■Online Journal NAGURICOM 沢栄の「白昼の死角」 |
第237章 ハリス氏の指名受諾演説/言葉の力が鳴り響いた
(2024年9月10日)
カマラ・ハリス米副大統領が8月22日に行った民主党大統領候補の指名受諾演説は、大統領選挙の形勢をどんでん返しにした。その演説は「言葉の力」を存分に発揮し、聞く者の心情を揺さぶり高揚させた。これを機に「もしトラ」から「確トラ」になりつつあった米大統領選の様相が、劇的に一転した。
劇場型手法
何が圧倒的な熱狂を呼んだのか。4日間にわたった米民主党大会は政治家の演説と共に人気歌手や俳優も登場するエンターテインメント仕立てとし、全米にテレビ、インターネットで報じられた。政治家の演説は、大統領選から撤退したジョー・バイデン大統領を皮切りに元大統領のビル・クリントンとヒラリー夫人、バラク・オバマとミッシェル夫人、と続けて盛り上げ、ピークの最終日にハリス登壇となった。
この劇場型手法が大成功したのだ。筆者はニューヨークの友人から当日、「バイデンの演説は見違えるほど素晴らしかった」と知らされ、早速その内容を確認した。一つのフレーズが目に留まった。「われわれは今なおアメリカの魂そのもののための戦いに入っている(We are still in the fight for the very soul of America)」
移民国家の米国では、人に分かりやすい、人を動かす言葉がとりわけ重要となる。政治スピーチが、移民国家を統合する最重要の統治ツールとなった。歴史的に政治家に名演説が多いのも、うなずける。
文体の革命
南北戦争時の1863年、北軍の勝利を決定付けたゲティズバーグの戦い。リンカーンはこの地でわずか3分間の演説を行ったが、そこに後に世界で知られる民主主義のキーワードを盛った。「人民の、人民による、人民のための政治は地上から滅びない。(Government of the people, by the people, for the people, shall not perish from the earth)」
ゲティズバーグ演説は「文体の革命だった」とも言われる。昔のゆったりした説教調をやめ、知恵をたっぷり盛っての最小限の言葉で多くを語った。
ハリス演説は、リンカーン以来の名スピーチの伝統を継ぐ感動的な出来栄えと思えた。物語性に富み、キーワードがちりばめられ、文体は短く、分かりやすい。均衡の取れた構成内容で、トランプ前大統領の主張と対比させ、自らの正当性を巧みに訴えた。

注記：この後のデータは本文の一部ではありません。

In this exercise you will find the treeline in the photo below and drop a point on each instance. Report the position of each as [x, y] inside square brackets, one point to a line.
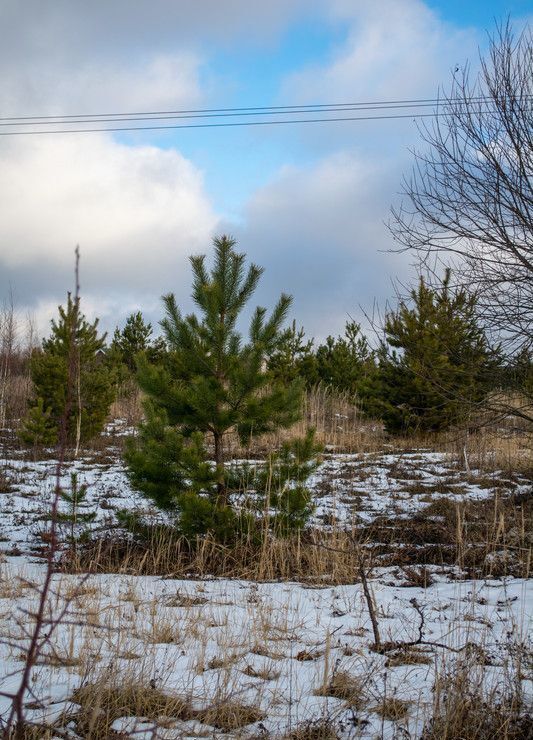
[431, 367]
[203, 381]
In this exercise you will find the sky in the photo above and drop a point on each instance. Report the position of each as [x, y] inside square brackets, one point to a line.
[308, 202]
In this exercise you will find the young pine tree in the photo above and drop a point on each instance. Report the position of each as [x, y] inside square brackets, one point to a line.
[436, 366]
[68, 366]
[213, 381]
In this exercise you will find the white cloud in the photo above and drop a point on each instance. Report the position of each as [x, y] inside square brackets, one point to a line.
[137, 213]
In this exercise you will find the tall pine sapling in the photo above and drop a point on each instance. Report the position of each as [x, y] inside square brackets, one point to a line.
[213, 382]
[69, 366]
[436, 367]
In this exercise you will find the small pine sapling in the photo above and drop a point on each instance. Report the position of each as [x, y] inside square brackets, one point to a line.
[75, 517]
[213, 382]
[281, 484]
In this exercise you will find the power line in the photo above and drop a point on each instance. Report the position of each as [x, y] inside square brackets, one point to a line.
[256, 110]
[321, 108]
[97, 118]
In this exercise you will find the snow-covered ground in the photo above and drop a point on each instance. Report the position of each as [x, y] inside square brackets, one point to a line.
[347, 489]
[294, 652]
[279, 647]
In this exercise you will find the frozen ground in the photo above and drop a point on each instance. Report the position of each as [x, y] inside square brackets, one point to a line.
[279, 647]
[294, 653]
[347, 489]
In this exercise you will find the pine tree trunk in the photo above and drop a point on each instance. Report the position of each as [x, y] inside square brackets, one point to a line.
[219, 462]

まず、自分とは何者かの自己紹介から始めた。ここで検察官になった理由を明かす。高校時代、義父に性的暴行を加えられている、と親友から告白され、正義心に火が付いたのだ。聴衆が、演説に耳を澄ます姿が目に浮かぶ。次いで、検察官のキャリアを通じ、唯一の依頼人は(分け隔てのない)「人々」だったと語り、全ての米国民のための大統領になる、と約束した。
キーワード
やがて第1のキーワードが現れる。トランプ統治の時代には後戻りしない(We are not going back)、である。「トランプが大統領になれば、連邦最高裁によって大統領に認められた免責特権を行使して、何をしでかすか考えてほしい。しかし、私たちは後戻りしない」と誓った。

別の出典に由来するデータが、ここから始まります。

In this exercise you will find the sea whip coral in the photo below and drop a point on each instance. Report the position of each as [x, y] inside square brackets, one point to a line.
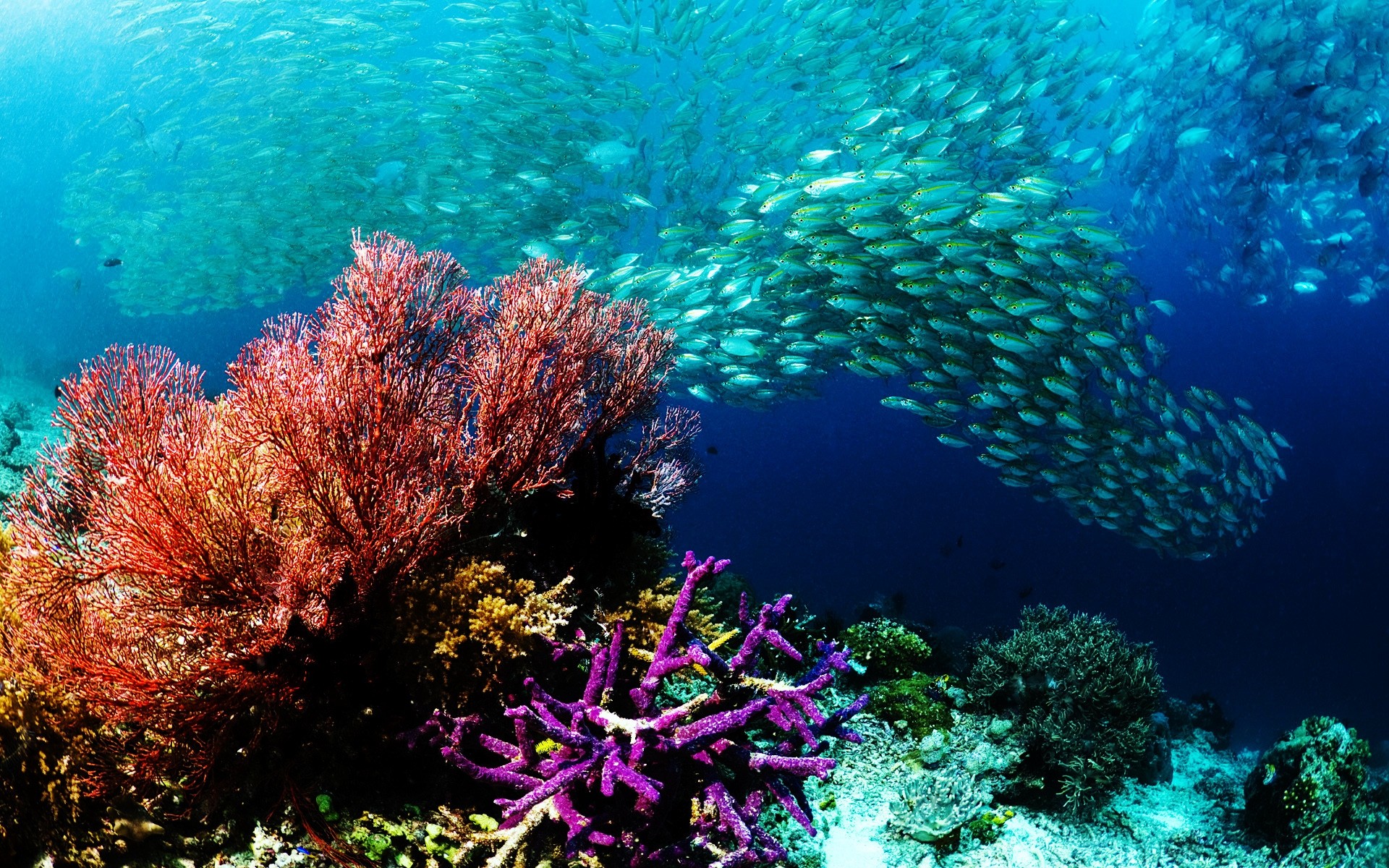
[621, 783]
[177, 556]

経済政策についてはカギとなる「中間層の強化」をキーワードに打ち出した。トランプなら自分と億万長者の仲間のため、中間層出身のハリスなら中間層のための経済政策―と目的の違いを浮き立たせた。この政策に沿い中間層に対しトランプの増税とは逆の減税法案を通す、と明言した。
加えて「機会の経済(Opportunity Economy)」という新コンセプトを登場させる。誰もが競争するチャンス、成功するチャンスを持てる社会をつくる、と言う。そして労働者、小規模事業者、起業家に資金確保への道を開き、住宅、食料など生活必需品のコストを下げるとも語った。
選挙では基本的自由(Fundamental Freedom)がそもそも問われるとした。
中絶の自由に背を向けるトランプに対し、女性の産む産まないの自由を再び保障する法案に署名する、と宣言した。銃の暴力から安全に生きる自由に加え、きれいな空気を吸い、きれいな水を飲み、気候変動の危機から免れる環境に住む自由。これら基本的自由の成否を問題にした。
ハリス演説は、最後にアメリカの理想を正面から取り上げた。「アメリカが何者で何を支持しているかを互いに、そして世界に示そう。自由、機会、思いやり、尊厳、公平性、限りない可能性を支持している」と。
歴史に残る名演説となったことは間違いない。この直後、接戦州での支持率はハリス優勢に傾いた。言葉の力が鳴り響いた。